Before you start the installation, make sure you have a system for retaining and labeling all screws you remove from the case. I just used some blue painter tape. Whenever I’d remove all the screws from one area of the case, I’d tape them all together in a little tape pouch and use a Sharpie to label the pouch with the location where I got the screws from. That way if you come back to the laptop several days later, you won’t have to remember where everything came from and you don’t run the risk of ending up with extra screws or parts.
Also, when disconnecting cables from the motherboard, be VERY careful as they’re very thin and fragile. I cracked my microphone cable as I was trying to remove it. Luckily, both wire prongs were still attached and the part of the connector that broke off was on the edge, so it still connects, but it was a lesson learned.
To install the touch screen, first remove the battery, hard drive, and RAM. There are four rubber covers in each corner of the LCD bezel. Pop these rubber covers out AND KEEP AN EYE ON THEM! I lost (and luckily found) three of these stupid things. They’re small and dark so they blend it with EVERYTHING! Remove the four screws from the bezel and use something very thin and strong to start popping the bezel off. It is held on with several small plastic tabs all the way around. Use a credit card or something and be careful not to scratch the case. Once the bezel is off, we’re ready to mount the touch panel. Clean your LCD screen at this point. Make sure that there are no fingerprints or specks of dust, because once the touch panel is mounted, those little things will be trapped there for good. Put the battery back into the laptop and power it up. We need to boot it up so that we can see the edges of the screen more clearly and place the touch panel correctly so that it covers the whole screen. Once the machine is booted up, remove the plastic protector sheet from the back side of the touch panel. The back side of the touch panel should be the side with some thin blue plastic around the edge. When you remove the plastic protector from the touch panel, make sure it’s clean. Don’t touch it and leave fingerprints. Remember, once this is mounted, they’ll be stuck there forever. After removing the big plastic protector, remove the blue plastic from the edge of the panel. This blue plastic covers the tape that will stick the panel to your LCD monitor. Now, just line the touch panel up with your bright, powered-on screen and LIGHTLY place it on the silver LCD bezel. Make sure the thin ribbon cable of the touch panel is in the upper left hand corner of the LCD, by the wifi antenna. Make any final adjustments. When you’re fully satisfied with the positioning, press down gently on all edges of the touch panel to help secure it in place. You can now power off the machine and remove the battery again.
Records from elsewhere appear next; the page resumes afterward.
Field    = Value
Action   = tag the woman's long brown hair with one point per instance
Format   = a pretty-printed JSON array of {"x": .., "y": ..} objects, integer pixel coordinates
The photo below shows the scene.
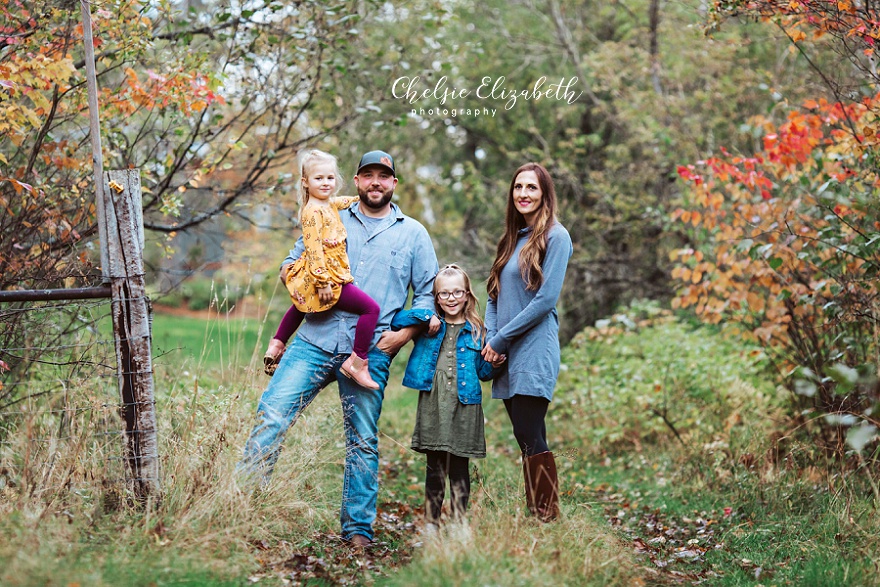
[{"x": 532, "y": 254}]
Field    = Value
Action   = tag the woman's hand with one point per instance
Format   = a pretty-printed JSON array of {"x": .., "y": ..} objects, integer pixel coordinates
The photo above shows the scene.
[
  {"x": 491, "y": 356},
  {"x": 392, "y": 341},
  {"x": 434, "y": 325}
]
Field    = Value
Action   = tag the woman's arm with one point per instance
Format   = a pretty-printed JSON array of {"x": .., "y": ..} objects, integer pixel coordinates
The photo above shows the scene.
[{"x": 559, "y": 251}]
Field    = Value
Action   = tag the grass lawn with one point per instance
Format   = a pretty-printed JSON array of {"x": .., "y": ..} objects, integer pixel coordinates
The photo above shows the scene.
[{"x": 676, "y": 468}]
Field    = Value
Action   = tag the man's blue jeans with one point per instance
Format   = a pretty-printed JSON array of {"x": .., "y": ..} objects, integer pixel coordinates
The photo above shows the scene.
[{"x": 303, "y": 372}]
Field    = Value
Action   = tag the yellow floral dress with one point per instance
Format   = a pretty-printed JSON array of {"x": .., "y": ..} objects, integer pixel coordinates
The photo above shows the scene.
[{"x": 325, "y": 261}]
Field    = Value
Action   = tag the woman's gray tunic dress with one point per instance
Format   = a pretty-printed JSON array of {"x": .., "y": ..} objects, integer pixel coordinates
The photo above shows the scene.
[{"x": 524, "y": 325}]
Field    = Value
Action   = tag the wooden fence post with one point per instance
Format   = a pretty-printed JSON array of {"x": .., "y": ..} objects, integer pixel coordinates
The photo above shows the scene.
[{"x": 131, "y": 326}]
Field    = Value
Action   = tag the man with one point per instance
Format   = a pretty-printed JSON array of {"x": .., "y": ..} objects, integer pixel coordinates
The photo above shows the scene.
[{"x": 389, "y": 253}]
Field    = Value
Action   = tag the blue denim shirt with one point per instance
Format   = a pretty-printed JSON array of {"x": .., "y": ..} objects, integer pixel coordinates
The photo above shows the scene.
[
  {"x": 472, "y": 367},
  {"x": 386, "y": 261}
]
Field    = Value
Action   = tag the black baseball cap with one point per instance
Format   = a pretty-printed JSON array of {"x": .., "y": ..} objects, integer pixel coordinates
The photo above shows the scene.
[{"x": 377, "y": 158}]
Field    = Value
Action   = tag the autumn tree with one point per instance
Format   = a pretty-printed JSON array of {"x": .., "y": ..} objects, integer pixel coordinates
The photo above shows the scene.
[
  {"x": 210, "y": 104},
  {"x": 788, "y": 249}
]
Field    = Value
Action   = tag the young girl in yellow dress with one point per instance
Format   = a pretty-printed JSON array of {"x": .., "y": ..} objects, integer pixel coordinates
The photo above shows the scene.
[{"x": 321, "y": 278}]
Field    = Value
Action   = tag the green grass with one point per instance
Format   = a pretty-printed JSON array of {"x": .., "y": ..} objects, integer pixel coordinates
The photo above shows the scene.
[{"x": 723, "y": 502}]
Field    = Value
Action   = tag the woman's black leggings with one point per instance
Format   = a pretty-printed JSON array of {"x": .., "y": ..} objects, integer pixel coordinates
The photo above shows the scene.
[
  {"x": 442, "y": 464},
  {"x": 527, "y": 414}
]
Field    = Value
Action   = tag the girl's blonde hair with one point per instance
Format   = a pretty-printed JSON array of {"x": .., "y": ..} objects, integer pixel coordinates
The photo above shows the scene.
[
  {"x": 471, "y": 310},
  {"x": 307, "y": 160}
]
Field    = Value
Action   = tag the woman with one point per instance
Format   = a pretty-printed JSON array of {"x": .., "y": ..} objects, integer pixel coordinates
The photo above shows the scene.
[{"x": 524, "y": 285}]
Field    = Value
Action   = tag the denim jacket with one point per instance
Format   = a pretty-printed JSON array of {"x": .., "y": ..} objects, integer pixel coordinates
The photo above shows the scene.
[{"x": 472, "y": 367}]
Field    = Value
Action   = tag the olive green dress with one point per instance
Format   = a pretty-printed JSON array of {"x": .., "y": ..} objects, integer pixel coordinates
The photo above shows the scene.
[{"x": 443, "y": 422}]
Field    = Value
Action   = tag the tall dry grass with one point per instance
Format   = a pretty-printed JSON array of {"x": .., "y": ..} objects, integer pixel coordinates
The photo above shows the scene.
[{"x": 65, "y": 517}]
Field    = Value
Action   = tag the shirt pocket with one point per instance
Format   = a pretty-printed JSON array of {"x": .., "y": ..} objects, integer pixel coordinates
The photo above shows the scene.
[{"x": 398, "y": 262}]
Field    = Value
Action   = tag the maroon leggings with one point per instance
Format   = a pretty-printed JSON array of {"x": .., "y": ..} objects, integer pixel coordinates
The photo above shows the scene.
[{"x": 352, "y": 299}]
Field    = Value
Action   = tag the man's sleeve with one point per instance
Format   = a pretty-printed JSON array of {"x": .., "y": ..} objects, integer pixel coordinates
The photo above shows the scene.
[{"x": 424, "y": 268}]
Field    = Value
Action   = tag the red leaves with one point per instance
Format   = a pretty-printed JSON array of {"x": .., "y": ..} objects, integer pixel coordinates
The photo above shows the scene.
[{"x": 775, "y": 222}]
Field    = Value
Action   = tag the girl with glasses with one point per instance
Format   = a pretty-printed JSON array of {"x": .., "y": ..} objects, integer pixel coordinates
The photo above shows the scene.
[{"x": 446, "y": 368}]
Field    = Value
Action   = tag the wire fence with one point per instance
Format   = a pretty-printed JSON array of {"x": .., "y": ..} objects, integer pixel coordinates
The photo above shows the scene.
[{"x": 62, "y": 422}]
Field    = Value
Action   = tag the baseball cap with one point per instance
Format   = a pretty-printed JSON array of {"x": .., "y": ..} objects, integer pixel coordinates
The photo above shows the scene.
[{"x": 377, "y": 158}]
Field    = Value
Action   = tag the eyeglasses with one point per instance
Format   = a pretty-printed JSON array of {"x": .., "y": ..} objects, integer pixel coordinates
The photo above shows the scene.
[{"x": 445, "y": 295}]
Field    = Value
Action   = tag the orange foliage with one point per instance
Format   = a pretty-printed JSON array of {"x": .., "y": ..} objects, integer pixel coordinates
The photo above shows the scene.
[{"x": 789, "y": 235}]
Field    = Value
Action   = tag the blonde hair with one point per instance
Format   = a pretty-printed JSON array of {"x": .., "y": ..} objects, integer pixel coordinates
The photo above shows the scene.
[
  {"x": 307, "y": 160},
  {"x": 471, "y": 310},
  {"x": 532, "y": 254}
]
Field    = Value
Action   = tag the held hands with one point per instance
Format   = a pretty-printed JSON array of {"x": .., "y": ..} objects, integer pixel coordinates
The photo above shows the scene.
[
  {"x": 392, "y": 341},
  {"x": 325, "y": 294},
  {"x": 434, "y": 325},
  {"x": 491, "y": 356}
]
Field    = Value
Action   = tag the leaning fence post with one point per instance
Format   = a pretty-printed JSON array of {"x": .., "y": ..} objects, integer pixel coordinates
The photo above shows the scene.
[{"x": 131, "y": 327}]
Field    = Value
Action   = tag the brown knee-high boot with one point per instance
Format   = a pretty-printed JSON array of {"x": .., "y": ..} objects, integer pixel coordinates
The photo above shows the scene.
[
  {"x": 530, "y": 490},
  {"x": 542, "y": 486}
]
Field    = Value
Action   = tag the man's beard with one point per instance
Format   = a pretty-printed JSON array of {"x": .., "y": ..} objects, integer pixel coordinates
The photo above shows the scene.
[{"x": 375, "y": 204}]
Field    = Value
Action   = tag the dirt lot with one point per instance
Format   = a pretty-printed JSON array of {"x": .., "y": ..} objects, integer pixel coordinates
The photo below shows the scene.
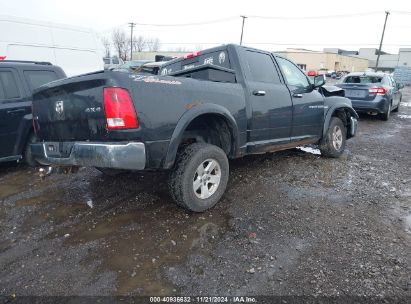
[{"x": 290, "y": 223}]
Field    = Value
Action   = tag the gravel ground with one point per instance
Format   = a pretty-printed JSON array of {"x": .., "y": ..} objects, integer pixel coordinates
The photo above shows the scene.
[{"x": 290, "y": 223}]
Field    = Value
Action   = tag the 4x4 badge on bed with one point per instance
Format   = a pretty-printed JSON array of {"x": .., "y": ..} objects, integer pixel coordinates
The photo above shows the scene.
[{"x": 59, "y": 107}]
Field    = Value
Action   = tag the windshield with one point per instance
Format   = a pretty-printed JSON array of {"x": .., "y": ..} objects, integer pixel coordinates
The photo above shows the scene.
[{"x": 363, "y": 79}]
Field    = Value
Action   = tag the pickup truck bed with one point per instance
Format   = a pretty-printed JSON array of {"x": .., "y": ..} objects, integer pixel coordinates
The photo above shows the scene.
[{"x": 200, "y": 111}]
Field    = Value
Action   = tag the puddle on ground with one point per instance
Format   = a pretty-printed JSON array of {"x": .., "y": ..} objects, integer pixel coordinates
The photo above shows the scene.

Now, we have to remove some stuff. The touch panel is very thin, but it’s still thick enough to make replacing the bezel difficult. In order to snug everything up without making it TOO tight, we need to remove the two metal LCD brackets, one on each side of the LCD. We won’t be putting these brackets back on in the final assembly, so you can toss them if you want or put them in a drawer somewhere for later use. Once those are removed, the LCD panel is free to be pulled out from the top half of the laptop. Remove the LCD panel and then remove the foam pad behind the LCD. It’s very sticky and will keep ripping in your hand, but it needs to be removed to help free up some space. Once it’s removed, you can put the LCD back into the top half of the laptop. The inside of the laptop cover will now be super sticky, which is actually a good thing because now we don’t have any brackets to hold the LCD panel in place. The stickiness will help secure it.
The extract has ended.